The tragedy about HS2 is that it has been conceived and promoted by politicians with no business experience nor knowledge of value for money.
Richard Tice
Don’t forget HS2’s destruction of the countryside, and in particular the Chilterns’ area of outstandng natural beauty, which of itself is bad enough, but also results in wealth destruction – with house prices being reduced – and lower incomes for businesses along the route that rely on tourism and then become inaccessible.
Chris Smith
You aren’t wrong on HS2 – you might only add that all governments face the tempatations of grand projets which seem wonderful on the day of announcement but look worse and worse on every following day.
Andrew Haldenby
Reform
While a massive supporter of rail transport for business use (I often do over a 1,000 miles a week by train), I feel there are some considerable doubts over the proposed HS2 plans.
First, the existing rail “network” is exactly that – a grid that has alternative routings. HS2 is a single pipe. One train breakdown will block the pipe and all services in that direction. Grids are more resilient.

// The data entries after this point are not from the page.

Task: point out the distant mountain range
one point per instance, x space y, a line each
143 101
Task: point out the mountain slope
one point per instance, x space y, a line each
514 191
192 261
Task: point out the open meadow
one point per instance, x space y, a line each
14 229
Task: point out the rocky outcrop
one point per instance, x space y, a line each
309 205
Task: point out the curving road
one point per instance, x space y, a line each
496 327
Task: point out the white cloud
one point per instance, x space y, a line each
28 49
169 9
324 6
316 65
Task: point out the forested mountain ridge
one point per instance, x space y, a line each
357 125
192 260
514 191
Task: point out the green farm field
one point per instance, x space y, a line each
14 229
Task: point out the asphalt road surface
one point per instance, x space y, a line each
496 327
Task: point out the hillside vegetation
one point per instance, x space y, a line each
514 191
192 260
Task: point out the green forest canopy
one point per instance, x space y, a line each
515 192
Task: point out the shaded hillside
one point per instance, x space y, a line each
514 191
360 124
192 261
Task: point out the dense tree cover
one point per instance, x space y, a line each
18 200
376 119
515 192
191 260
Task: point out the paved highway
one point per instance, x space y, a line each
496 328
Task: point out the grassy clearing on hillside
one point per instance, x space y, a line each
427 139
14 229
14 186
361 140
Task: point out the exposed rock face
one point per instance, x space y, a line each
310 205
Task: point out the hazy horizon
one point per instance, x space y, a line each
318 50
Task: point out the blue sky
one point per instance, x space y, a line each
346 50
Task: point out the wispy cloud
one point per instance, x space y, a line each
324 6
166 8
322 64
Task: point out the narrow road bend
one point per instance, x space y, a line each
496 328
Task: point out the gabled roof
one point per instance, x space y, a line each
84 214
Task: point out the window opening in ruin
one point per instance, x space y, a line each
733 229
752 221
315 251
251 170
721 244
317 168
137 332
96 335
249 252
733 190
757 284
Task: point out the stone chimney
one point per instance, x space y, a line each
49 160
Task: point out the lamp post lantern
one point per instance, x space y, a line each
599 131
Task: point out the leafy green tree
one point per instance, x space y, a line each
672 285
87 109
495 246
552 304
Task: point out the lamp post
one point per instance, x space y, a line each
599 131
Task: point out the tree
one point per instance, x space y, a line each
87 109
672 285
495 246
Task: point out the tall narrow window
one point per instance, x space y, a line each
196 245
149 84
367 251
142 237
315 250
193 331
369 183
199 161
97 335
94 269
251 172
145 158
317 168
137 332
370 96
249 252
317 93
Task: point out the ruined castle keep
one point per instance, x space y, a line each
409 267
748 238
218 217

Second, existing rolling stock on East Coast and West Coast routes is designed and built for 140 mph operation. It cannot achieve this on existing lines due to capacity constraints. Meanwhile higher speeds pose their own problems. UK distances are not great, compared to, say, France. The ability to sustain maximum speeds for long periods, and achieve the full benefit, is very limited. Also technical complexity and power consumption rise almost exponentially for marginal speed increases above say 100 mph. The leap from existing 125 mph to 186mph (standard for the French TGV and Eurostar) is a very large technical one. The cost-benefit trade off is to maximise the average journey speed while minimising the maximum speed – to run existing stock at 140 mph over clearer lines (for example, by building up a dedicated freight network on existing secondary lines) would achieve a very large amount of the benefit at the same time as containing technology costs and power consumption.

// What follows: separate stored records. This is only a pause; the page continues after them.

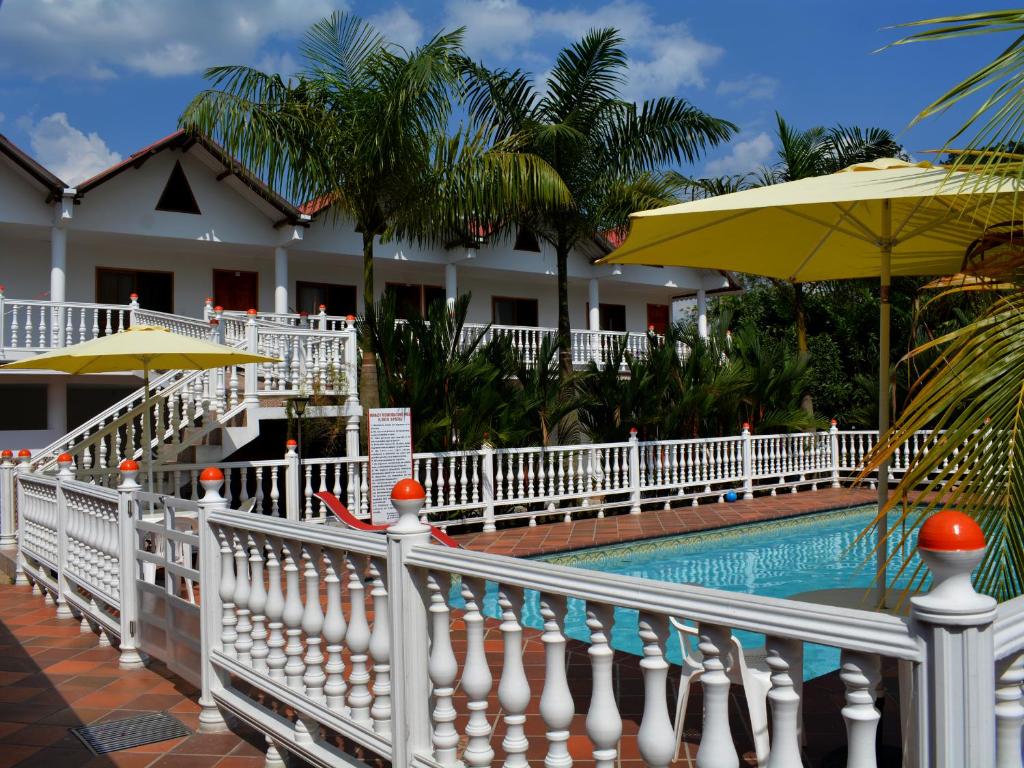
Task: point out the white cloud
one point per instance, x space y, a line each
398 26
69 153
495 29
750 88
100 39
664 57
282 64
743 157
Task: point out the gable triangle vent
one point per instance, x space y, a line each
177 196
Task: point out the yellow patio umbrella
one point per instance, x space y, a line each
145 347
869 220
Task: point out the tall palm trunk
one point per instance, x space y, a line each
369 392
564 334
806 401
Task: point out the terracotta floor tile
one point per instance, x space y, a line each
13 755
187 761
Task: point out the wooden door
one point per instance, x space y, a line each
657 317
236 290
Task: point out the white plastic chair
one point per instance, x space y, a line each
745 669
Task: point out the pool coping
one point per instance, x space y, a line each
558 538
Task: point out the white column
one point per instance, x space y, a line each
701 313
58 262
451 286
281 280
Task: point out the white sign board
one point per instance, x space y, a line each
390 440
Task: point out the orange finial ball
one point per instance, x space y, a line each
950 530
408 489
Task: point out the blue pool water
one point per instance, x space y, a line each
775 559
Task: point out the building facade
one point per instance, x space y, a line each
178 222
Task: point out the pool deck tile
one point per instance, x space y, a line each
546 539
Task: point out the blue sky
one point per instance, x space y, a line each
84 83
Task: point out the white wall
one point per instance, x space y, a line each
126 205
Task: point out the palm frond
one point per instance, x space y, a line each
972 399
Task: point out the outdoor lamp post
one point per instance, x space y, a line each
299 403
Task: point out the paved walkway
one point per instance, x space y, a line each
54 678
560 537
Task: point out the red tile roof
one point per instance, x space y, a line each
40 174
183 139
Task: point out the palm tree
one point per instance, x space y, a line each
608 152
363 128
970 395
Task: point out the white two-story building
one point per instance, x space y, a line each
177 223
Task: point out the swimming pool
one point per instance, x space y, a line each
774 559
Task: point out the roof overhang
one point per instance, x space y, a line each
53 185
183 140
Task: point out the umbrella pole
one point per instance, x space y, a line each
882 527
146 427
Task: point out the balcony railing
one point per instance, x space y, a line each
36 326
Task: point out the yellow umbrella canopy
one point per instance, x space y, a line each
828 227
869 220
145 347
141 347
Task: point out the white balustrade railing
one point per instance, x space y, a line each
370 636
37 326
271 640
558 482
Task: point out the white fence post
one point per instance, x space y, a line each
128 569
64 473
252 369
24 462
353 411
487 485
8 530
293 482
834 448
411 730
634 473
210 719
955 686
748 463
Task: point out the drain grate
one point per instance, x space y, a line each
123 734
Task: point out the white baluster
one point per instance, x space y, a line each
244 643
442 669
556 700
476 679
334 633
357 640
228 635
783 660
513 689
655 737
274 609
312 624
380 649
257 604
860 675
292 617
1009 712
604 726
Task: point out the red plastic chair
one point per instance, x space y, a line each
339 510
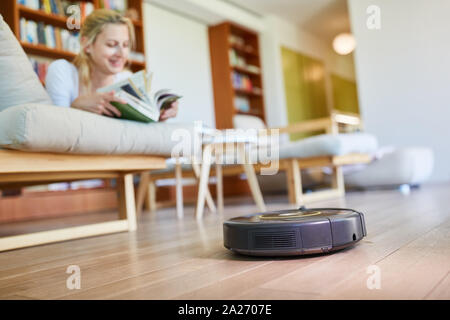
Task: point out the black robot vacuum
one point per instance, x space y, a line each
294 232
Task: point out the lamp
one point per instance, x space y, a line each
344 43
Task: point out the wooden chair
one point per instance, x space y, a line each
330 125
19 169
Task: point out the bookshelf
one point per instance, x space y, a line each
236 73
42 202
13 11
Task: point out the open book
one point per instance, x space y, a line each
141 105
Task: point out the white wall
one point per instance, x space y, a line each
403 74
177 51
278 33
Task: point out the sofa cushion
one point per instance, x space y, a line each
18 82
47 128
327 144
407 165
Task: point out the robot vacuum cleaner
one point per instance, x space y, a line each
294 232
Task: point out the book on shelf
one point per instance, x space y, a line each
49 36
241 82
140 105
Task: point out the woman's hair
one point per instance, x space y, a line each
93 25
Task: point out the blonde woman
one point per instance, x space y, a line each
106 40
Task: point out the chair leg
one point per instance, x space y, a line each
141 192
251 178
219 187
337 180
127 206
294 181
179 189
209 199
150 199
203 182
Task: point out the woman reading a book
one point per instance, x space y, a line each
106 40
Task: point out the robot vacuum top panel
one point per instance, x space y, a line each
294 232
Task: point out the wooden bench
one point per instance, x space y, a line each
19 169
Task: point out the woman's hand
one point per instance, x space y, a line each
98 103
170 112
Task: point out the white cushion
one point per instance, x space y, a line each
327 144
37 127
412 165
18 82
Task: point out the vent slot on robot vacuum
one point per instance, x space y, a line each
275 240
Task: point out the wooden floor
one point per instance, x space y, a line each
408 240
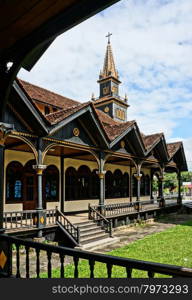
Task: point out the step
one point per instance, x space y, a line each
97 236
91 228
91 225
93 233
84 223
91 240
98 244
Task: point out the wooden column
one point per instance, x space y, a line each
138 177
101 174
161 192
130 185
62 183
1 185
151 185
102 188
5 129
41 214
179 198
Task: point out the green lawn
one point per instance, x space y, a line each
172 246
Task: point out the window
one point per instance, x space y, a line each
95 187
125 185
47 110
84 182
117 184
134 186
109 184
51 190
71 184
147 185
142 188
14 182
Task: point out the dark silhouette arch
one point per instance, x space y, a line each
14 182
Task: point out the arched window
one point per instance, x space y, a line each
142 188
47 110
84 182
94 189
117 184
125 185
109 184
71 184
14 182
147 185
134 186
30 185
51 183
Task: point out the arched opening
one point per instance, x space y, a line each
142 188
14 182
134 186
50 184
117 183
84 182
125 185
94 185
155 186
108 185
147 185
29 186
71 183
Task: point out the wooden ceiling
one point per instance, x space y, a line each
19 18
28 25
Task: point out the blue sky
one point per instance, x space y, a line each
152 46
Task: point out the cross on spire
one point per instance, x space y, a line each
108 36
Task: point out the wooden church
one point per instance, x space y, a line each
64 153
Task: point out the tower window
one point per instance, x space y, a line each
47 110
120 114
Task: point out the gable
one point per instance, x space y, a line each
13 117
75 132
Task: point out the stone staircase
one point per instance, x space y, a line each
90 232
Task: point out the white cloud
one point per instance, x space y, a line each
152 44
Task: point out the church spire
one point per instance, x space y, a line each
109 64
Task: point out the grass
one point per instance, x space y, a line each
172 246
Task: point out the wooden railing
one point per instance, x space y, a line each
72 230
19 219
51 216
110 210
151 268
97 217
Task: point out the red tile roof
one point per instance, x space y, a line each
60 115
150 140
40 94
173 147
68 106
108 98
112 128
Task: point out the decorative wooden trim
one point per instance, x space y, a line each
19 133
19 117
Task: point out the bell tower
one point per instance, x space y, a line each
109 100
109 78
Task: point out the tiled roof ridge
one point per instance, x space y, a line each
67 109
37 93
56 117
174 143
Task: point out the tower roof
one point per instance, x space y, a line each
109 68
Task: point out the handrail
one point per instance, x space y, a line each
110 261
120 208
71 229
100 219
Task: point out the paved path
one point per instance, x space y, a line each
126 234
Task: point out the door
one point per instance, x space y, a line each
30 187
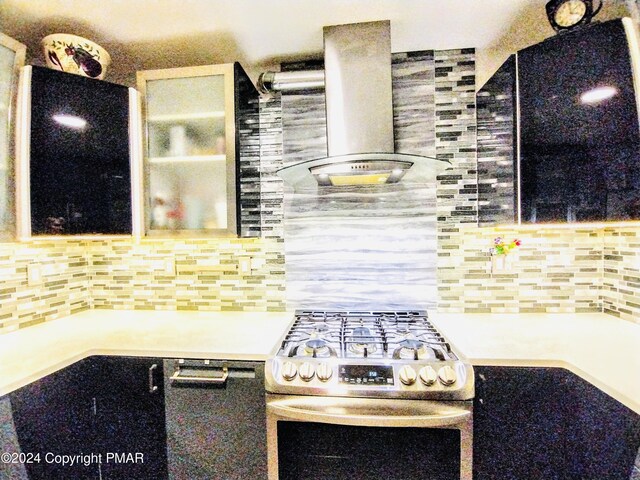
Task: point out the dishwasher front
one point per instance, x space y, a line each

Fast trains also take a long time to stop, and therefore need a large headway. The planned train frequency for HS2 on a double track line is planned to be the highest that has ever been achieved on a high-speed line anywhere in the world. It is possible that the planned frequency is not operationally achievable.

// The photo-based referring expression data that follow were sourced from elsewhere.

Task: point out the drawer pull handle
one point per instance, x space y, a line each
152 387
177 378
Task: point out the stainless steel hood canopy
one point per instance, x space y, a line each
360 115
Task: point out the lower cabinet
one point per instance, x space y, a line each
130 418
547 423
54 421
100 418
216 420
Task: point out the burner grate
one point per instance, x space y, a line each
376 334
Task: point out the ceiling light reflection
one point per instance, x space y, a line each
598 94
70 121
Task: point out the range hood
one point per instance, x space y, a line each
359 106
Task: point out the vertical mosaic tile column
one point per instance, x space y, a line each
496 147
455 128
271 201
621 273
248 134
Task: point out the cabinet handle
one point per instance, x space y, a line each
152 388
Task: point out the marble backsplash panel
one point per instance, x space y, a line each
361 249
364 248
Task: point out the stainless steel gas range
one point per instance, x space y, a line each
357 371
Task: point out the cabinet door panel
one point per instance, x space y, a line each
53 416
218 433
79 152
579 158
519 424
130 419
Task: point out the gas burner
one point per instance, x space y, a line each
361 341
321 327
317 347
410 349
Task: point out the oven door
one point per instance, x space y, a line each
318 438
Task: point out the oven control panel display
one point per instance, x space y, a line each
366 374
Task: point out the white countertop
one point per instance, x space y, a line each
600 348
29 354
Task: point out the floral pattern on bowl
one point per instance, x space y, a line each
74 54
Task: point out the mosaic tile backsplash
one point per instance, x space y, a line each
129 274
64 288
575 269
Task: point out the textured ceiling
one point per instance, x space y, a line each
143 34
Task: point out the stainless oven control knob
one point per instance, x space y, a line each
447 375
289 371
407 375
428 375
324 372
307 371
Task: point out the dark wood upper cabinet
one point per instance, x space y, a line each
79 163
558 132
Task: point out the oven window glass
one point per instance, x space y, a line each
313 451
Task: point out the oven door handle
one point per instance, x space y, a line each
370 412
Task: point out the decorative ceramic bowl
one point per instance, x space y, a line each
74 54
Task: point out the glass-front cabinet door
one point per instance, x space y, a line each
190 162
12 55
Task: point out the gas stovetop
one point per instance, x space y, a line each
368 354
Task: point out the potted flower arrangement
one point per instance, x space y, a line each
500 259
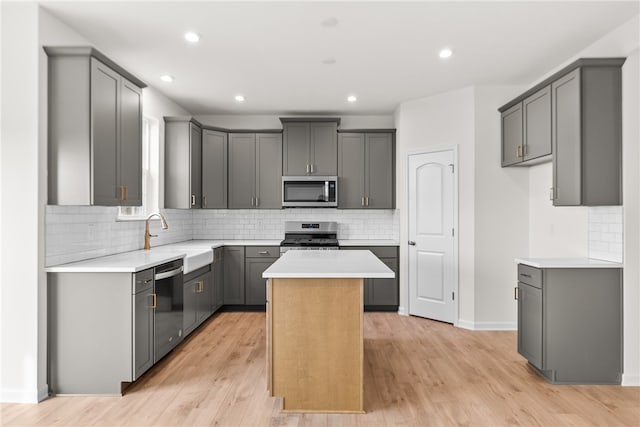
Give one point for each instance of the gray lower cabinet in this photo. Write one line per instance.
(182, 163)
(587, 136)
(234, 275)
(257, 260)
(214, 169)
(570, 323)
(309, 147)
(366, 170)
(143, 322)
(381, 294)
(198, 298)
(255, 170)
(95, 130)
(217, 272)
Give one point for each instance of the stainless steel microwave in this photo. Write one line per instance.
(309, 191)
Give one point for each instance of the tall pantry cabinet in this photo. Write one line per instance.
(94, 130)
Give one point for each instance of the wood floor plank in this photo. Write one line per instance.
(417, 372)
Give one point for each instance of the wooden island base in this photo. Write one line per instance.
(315, 344)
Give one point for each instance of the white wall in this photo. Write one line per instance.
(23, 346)
(273, 121)
(501, 215)
(445, 120)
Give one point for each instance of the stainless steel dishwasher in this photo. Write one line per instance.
(168, 305)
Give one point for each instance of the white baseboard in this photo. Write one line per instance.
(24, 396)
(487, 326)
(630, 380)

If we must build an HS2, we should really use existing transport corridors, as HS1, the Channel Tunnel rail link, does for most of its route.
I believe that the UK needs a network that more closely resembles a national Tube system (frequent, reliable, low-tech, dependable, affordable) than something more like an airline (check-in times, fixed seat and service allocations, expensive).
I believe it is the duty of the custodians of our national network (the Department for Transport and Network Rail) to deliver this and that HS2 is a massive diversion from their true task.
Peter Morley
I will look forward to the day that HS2 construction workers attempt to begin building the train lines through protected sites of special scientific interest and green belt land that taxpaying British citizens are banned from building on, as it will be the day that the British revolution begins. By backing this horrendous and idiotic piece of pan-European corporate cronyism that Labour began, the Conservatives will lose a great deal of support. If the Occupy movement can evolve into a global political party that captures the imagination of a new generation, then I think that politicians everywhere should worry about their jobs. The European Spring – has a nice ring to it.